Passengers were hanging upside down “like bats” after a Delta flight from Minneapolis crashed into the runway at Toronto’s Pearson airport Monday afternoon.

All of the 80 passengers and crew survived the fiery crash that sent emergency crews scrambling to extinguish flames from the overturned jet.

Pro skier Peter Koukov told CNN he “didn’t know anything was the matter” until the Bombardier CRJ900 hit the ground and felt like it turned sideways.

When the plane stopped moving, “we were upside down hanging like bats,” Koukov, who is from Colorado, reportedly said.

He got his seatbelt unbuckled and managed to stand up on the ceiling of the plane.

Koukov told NBC News that the flight attendants got people off the plane “in a pretty orderly fashion.”

Passenger John Nelson said he was hanging upside down like all the other passengers once the plane came to a stop. “We tried to get out of there as quickly as possible,” he told CNN.

He described a scene of “mass chaos” after the crash landing.

“A lady next to me was upside down, we kind of let ourselves go and fell to hit the ceiling, which was a surreal feeling, and then everybody was just like, ‘Get out, get out, get out.’ We could smell jet fuel,” Nelson reportedly said.

Nelson told ABC News there was no warning before the crash.

The aircraft hit the ground hard, then popped into the air again before leaning left, he said. “It was just incredibly fast.
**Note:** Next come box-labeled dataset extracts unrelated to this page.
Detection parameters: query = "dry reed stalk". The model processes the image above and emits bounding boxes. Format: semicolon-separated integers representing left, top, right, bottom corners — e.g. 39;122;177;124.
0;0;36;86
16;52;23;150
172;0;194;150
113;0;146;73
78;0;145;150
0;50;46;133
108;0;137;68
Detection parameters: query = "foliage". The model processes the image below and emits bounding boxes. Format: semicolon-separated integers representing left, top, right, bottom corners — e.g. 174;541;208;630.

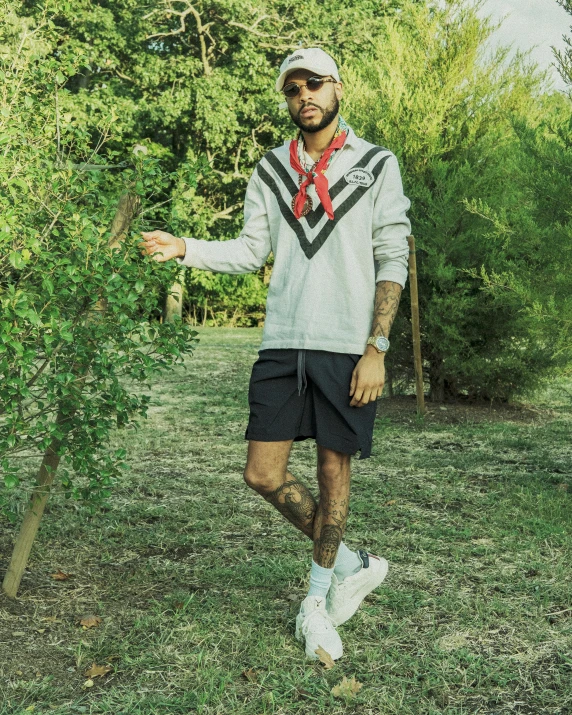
346;0;572;400
554;0;572;87
0;8;199;518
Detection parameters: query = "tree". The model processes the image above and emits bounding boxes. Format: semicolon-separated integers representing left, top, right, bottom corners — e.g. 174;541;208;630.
345;0;572;401
0;6;199;596
554;0;572;87
16;0;412;324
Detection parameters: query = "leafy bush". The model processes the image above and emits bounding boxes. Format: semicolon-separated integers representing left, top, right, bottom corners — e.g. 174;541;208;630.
0;8;196;520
There was a giant firewall down the side. I could actually feel the heat through the glass,” Nelson told ABC. “Then we were going sideways. I’m not even sure how many times we tumbled, but we ended upside down.”

When the plane came to a stop, everyone got suddenly quiet, he said.

“You heard the flight attendants yelling, ‘Open the door. Everybody, take your stuff and get out now,’” he recounted. “We all worked together and got out of there as quickly as we could.”

Firefighters were dousing the plane — operated by Endeavor Air, a regional airline for Delta — with foamy fire retardant.

Evacuees were able to jump out of the plane’s exit doors holding their jackets and small bags. Koukov heard an explosion on exiting the plane, but “luckily the firefighters got out of there.”

Peter Carlson, another passenger, described the sound of the crash as “cement and metal.”

The paramedic from Minneapolis told CBC that passengers helped each other after the crash. “What I saw was everyone on that plane suddenly became very close, in terms of how to help one another, how to console one another,” Carlson told the public broadcaster.

Carlson told CBS News he smelled aviation fuel and saw it streaming down the windows of the plane.

But he and another man took the time to free a mother and her young son. “My fatherly instinct and background as a paramedic kind of kicked in,” he said.

People were helping each other out of harm’s way, he told CBC. “The most powerful part of today was there were just people – no countries, no nothing. It was just people together helping each other.”